3. Check permissions inside wp-content directory
If you have WP-Cache module installed, then httpd process should have write permissions inside wp-content directory. Please set write permissions with more care if you are not the only user on your local host. Otherwise, giving write permissions to the httpd process (Apache user) on wp-content components can be applied like:

cd wp-content
chmod 777 .
chmod 777 cache/
chmod 666 wp-cache-config.php

4. Edit wp-config.php
I have different MySQL user on public and local host. If this is not your case (you have the same user), then you can skip this step. Otherwise, open wp-config.php and define username and password to access MySQL database on local host (database name will probably be the same).
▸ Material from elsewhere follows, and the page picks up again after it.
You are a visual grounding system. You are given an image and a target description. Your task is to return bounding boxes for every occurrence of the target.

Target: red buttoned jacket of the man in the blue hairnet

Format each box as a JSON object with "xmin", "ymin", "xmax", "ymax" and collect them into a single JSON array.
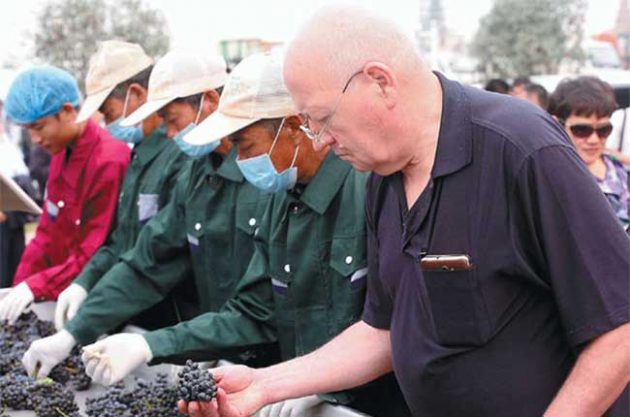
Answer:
[{"xmin": 13, "ymin": 121, "xmax": 131, "ymax": 300}]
// define MySQL username and password for local host
define('DB_NAME', 'database_name');
define('DB_USER', 'write_local_username');
define('DB_PASSWORD', 'write_local_password');
define('DB_HOST', 'localhost');
define('DB_CHARSET', 'utf8');
define('DB_COLLATE', '');

5. Edit / disable wp-admin/.htaccess
If you have wp-admin secured with .htaccess, you will have to edit path to the passwd and group in .htaccess file, or just disable htaccess security for local host. You can disable htaccess security by renaming .htaccess to htaccess (just remove leading dot).
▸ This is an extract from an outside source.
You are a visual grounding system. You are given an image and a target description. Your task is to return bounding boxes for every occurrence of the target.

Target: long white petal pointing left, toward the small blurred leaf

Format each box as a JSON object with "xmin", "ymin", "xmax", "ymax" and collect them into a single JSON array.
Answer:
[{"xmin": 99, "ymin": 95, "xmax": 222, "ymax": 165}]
# disable htaccess security for local host
cd wp-admin
mv .htaccess htaccess

6. Delete wp-content/advanced-cache.php symbolic link
If you have installed WP-Cache module, you should check path of advanced-cache.php symbolic link inside wp-content directory. It is very likely that WordPress installed on shared host will have different location compared to local host. To apply this fix, just delete advanced-cache.php, and after disable / enable WP-Cache, symbolic link will be correctly recreated.

# delete symbolic link
rm wp-content/advanced-cache.php

Lately, after login to local WordPress site, you could even completely disable WP-Cache – see step 9 Turn off WP-Cache (optional).

7. Reload database dump
If MySQL dump has create database and use statement in the beginning of the script, then database load can be started like:

mysql -p < redips.sql

Otherwise you will have to create database manually and then run load with named database:

mysql -p redips < redips.sql

Switch "-p" will ask password, and "redips" means to recreate (drop / create) all tables in "redips" database.
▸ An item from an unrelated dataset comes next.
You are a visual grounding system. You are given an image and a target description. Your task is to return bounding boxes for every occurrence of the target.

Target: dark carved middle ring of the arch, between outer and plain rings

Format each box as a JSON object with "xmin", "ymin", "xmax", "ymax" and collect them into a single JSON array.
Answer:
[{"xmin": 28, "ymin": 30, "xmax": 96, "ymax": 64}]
8. Edit siteurl in table wp_options
After database loading, siteurl should be changed from public name to local name. If you do not change siteurl, accessing to the local WordPress site will be redirected to the public site. Change can be applied with MySQL Query Browser, or you can do it from BASH command line:

# define BASH variable $URL
URL="http://my.local.site"
# print UPDATE statement and pipe it to the MySQL client
echo "update wp_options set option_value='$URL' where option_name='siteurl'" | mysql -p dbname

Actually, this can be only one line. Replace $URL with URL of the local host in second line and press enter. I hope that is clearer, if it is written in two lines.

9. Turn off WP-Cache (optional)
Probably you will be the only visitor of your local WordPress installation, and you can disable WP-Cache module. You do not need "turbo" performance on local host WordPress version, and after changing PHP code you will not need to refresh cash. After you click on WP-Cache in WordPress administration panel, disabling WP-Cache will recreate wp-content/advanced-cache.php symbolic link.

10. Check short_open_tag in PHP and AllowOverride in Apache
In fresh Fedora Core 12 installation, I had to set in /etc/php.ini file:

short_open_tag = On

My default WordPress theme uses short open PHP tags. Next, please check AllowOverride in /etc/httpd/conf/httpd.conf file.

# AllowOverride controls what directives may be placed in .htaccess files
AllowOverride All

Default settings for Apache AllowOverride directive is "None" and that will break WordPress permalinks.

11. Conclusion
Have a local copy of WordPress site is a really helpful for the purpose of testing and experimentation. I hope this migration cookbook will be useful for you as it is for me.